What makes you keep writing if you’re not getting paid for it?
Well, I wouldn’t object to getting paid for it. So I suppose there’s always an element of practice / manifesto / portfolio in putting unpaid-for stuff out in the world on spec. But really — and this’ll tie a previous question and an upcoming one together nicely — I find it fun, as a quiet and relatively-solitary hobby, and I often just have something I want said, especially if I can point to something I think is going under-noticed.
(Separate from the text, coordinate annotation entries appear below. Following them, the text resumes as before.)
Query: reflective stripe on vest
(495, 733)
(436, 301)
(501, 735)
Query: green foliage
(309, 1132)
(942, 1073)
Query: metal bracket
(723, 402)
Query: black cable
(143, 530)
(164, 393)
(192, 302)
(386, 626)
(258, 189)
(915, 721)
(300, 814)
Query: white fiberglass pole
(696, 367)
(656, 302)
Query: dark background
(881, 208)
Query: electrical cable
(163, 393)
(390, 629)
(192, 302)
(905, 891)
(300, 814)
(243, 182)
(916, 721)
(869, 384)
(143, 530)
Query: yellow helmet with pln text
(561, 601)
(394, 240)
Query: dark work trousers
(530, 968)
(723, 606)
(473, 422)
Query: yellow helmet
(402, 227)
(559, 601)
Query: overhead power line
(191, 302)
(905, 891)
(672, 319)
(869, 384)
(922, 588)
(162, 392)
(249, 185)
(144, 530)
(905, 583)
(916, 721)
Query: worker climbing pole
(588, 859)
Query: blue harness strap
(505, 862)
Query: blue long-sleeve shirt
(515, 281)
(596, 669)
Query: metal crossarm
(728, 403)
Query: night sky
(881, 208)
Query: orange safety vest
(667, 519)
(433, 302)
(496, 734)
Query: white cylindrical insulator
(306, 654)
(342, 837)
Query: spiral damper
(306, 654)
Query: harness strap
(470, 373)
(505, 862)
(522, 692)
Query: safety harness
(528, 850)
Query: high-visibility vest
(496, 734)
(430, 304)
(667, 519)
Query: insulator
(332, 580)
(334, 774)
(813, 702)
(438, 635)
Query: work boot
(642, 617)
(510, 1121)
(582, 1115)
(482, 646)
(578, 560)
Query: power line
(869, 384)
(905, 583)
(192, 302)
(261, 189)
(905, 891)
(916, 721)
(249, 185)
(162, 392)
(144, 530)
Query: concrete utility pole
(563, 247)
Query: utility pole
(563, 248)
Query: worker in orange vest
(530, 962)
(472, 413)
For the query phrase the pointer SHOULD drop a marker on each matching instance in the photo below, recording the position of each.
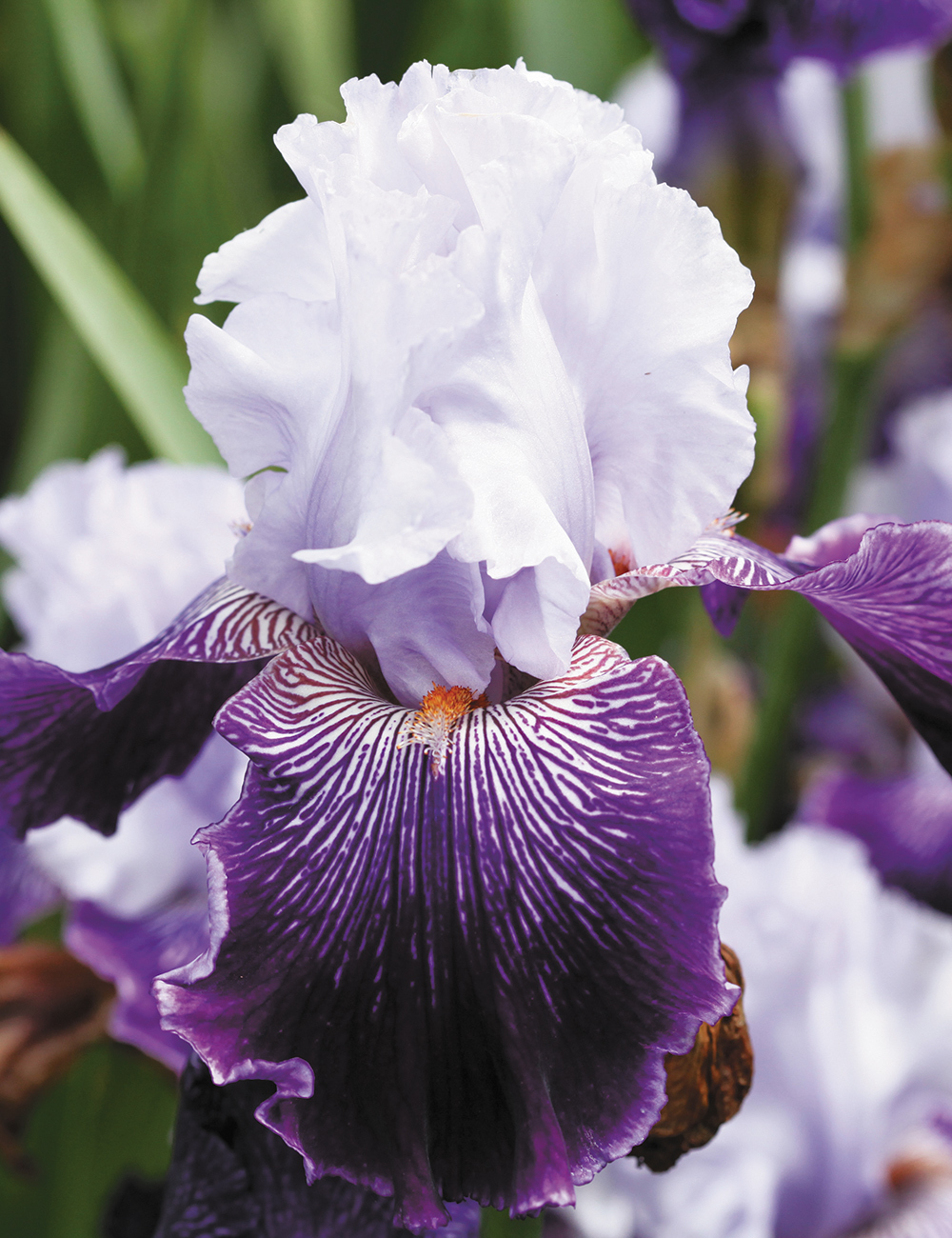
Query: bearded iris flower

What’s one of your blog posts that you like the most?
For various reasons, I basically wound up taking the last twelve months as a “year off” from writing much, though I did manage to come up with an unusually-balanced (I thought, for me) piece on a Stone tap takeover, and an admittedly-ranty review on a really bad beer that was almostly certainly disaster for normal people as much as for us nerds. And, going further back into history, I’m always pleasantly surprised by the enduring appeal of my reaction to the god-awful Moa share-float IPO; I still see people sharing that around to explain to their friends why they don’t buy that brewery’s stuff — which is always welcome reassurance that I wasn’t alone in my outrage. I’m also hugely proud of the podcast we’ve been doing for a while, but most of the credit for that should go to my producer / co-host George and our various excellent guests.
One tip about beer blogging that you’d like to share?
Say something. Just have an opinion and voice it, whatever it is. Declare your biases and whatever might look like a conflict and then just say something. A lot of writers — myself included — started out with relatively dry tasting-note style stuff that tries to be somehow objective or merely descriptive. Which is a doomed project, and quickly grows tiring — to write, and to read. You’ll never be able to describe how something “actually” tastes, thanks to the intractable Problem Of Other Minds and that fact that doing so would be bolted to a particular set of circumstances anyway. I want to read stuff that reacts, somehow. All the best writing is more or less gonzo, because you just can’t separate the drink from the drinking and the drinker.
The phrase ‘‘craft beer’’ – love it or hate it?
Both, really. I’ve learned to live with it, and acknowledge its use in talking to non-nerds. Any hope of a satisfactory definition is utterly dead, and marketing departments have rendered it almost toxic anyway, but despite all that it still quite-obviously means something. There absolutely are less-problematic options we should eventually switch to, but none of them (yet) have the currency. I’m definitely sympathetic to the idea that good, honest beer-with-flavour-in-it shouldn’t be required to wear an adjective; it should just be “beer” — let the blandified, commercially weaponised stuff be saddled with the extra word, like “pop music” is. But that’s a far-off utopia.
One thing that still surprises you about the beer scene?
It’s inventiveness. Sure, a lot of creativity is driven by the need for a gimmick in the modern market, but underneath all that it’s still astonishing that people are finding new ways to make beer, serve beer, build bars, and talk about drinking. We’ve been doing all of these things for hundreds of years, and we’re evidently not finished. That’s bloody neat, that is.
And one thing you hate about it?
Snobbery. Which usually just boils down to failing to recognise the subjectivity of experience and the fact that peoples’ tastes just differ. De gustibus non est disputandum and all that. Too many people — writers, retailers, brewers, etc. — mistake their own preferences for “what’s good”, which leads to all sorts of dead-ends and misallocated passions and unpleasantness.